Emphasize product quality and innovate product improvement

The best way for managers to resist fee pressure is to avoid any perception that their products are commodity products. That means resisting the impulse to ward off asset and client attrition by giving in and lowering fees, and instead, competing on the basis of product quality. That’s easier said than done. Basing a business model on quality requires not only excellence in execution at all levels, but also regular innovation that maintains the premium value of the firm’s products and services in a hypercompetitive market where competitive advantages are eroded in relatively short order.

Building a Strong Brand Helps quote

Asset managers have carved out strong market positions by applying this type of innovation both as product specialists and as solutions providers. Successful product specialists have rolled out innovative approaches in areas including multi-asset and smart beta products that have quickly become standard components of institutional asset allocations. Managers with broader capabilities have harnessed and integrated their research and investment resources into solution factories that create custom strategies to address client needs.

Highlighting and marketing these distinctive products and capabilities is a much different task than selling traditional products through the traditional institutional distribution model. Conveying the idea that a firm’s offerings have a qualitative advantage moves asset managers into the often unfamiliar world of branding.
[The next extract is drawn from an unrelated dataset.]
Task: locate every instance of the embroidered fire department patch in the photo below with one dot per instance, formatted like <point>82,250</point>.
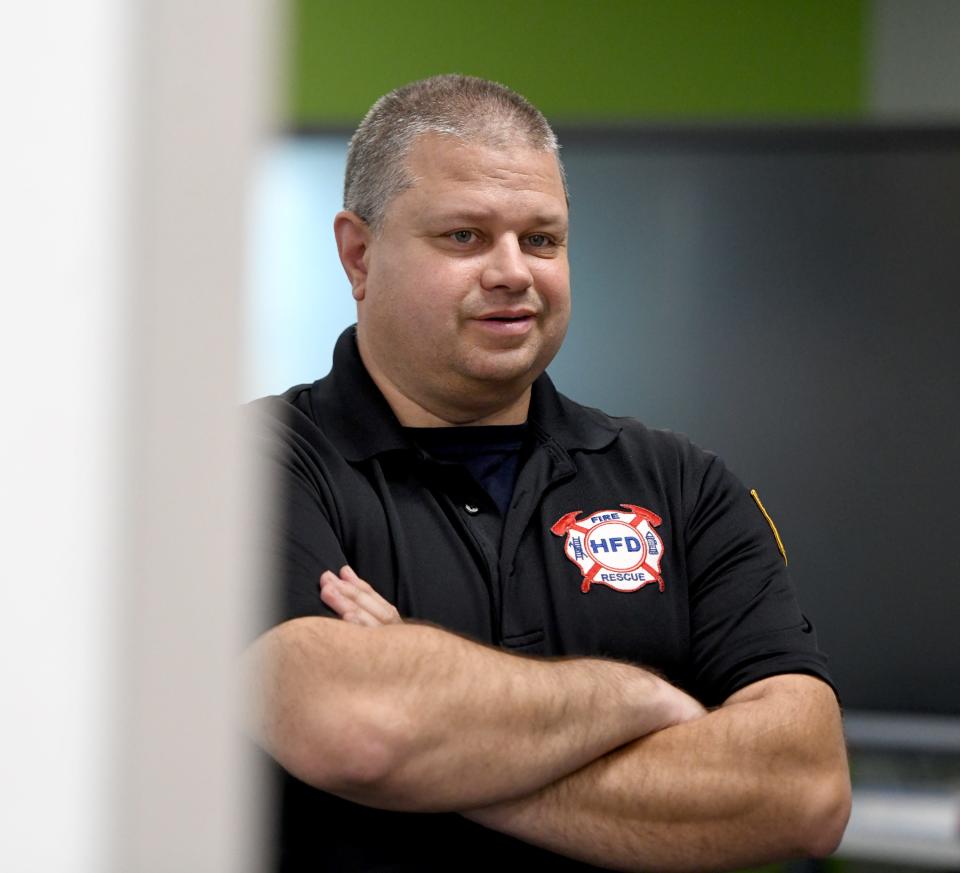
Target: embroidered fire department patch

Most Trustworthy Brands in the U.S. Institutional Market

Until recently, branding was a non-issue in institutional asset management. Today, it is a front-and-center topic of conversation at industry gatherings. Building a strong brand helps fend off competition and resist fee pressure, and opens opportunities to develop strategic partnerships with the potential to increase asset retention and create growth through cross-sales.

One of the most effective brand-building tools in asset management is the deployment of intellectual capital through content marketing and thought-leadership programs. But managers should not enter this increasingly competitive space without the firm commitment of both senior leadership and the subject experts who will drive content creation to sustain a high-quality program, which requires resources and often, a significant time commitment from portfolio managers and/or other investment professionals.

Of course, you can only avoid getting sucked into the trap of price competition if you know the right asking price for your offerings. Knowing industry clearing prices is critical when fee levels are shifting quickly. This is another area where data is now king. It’s no longer enough to rely on anecdotes and gut-level estimates from sales professionals. Asset managers need to establish a pricing strategy informed by real-world, relevant, and recent pricing information.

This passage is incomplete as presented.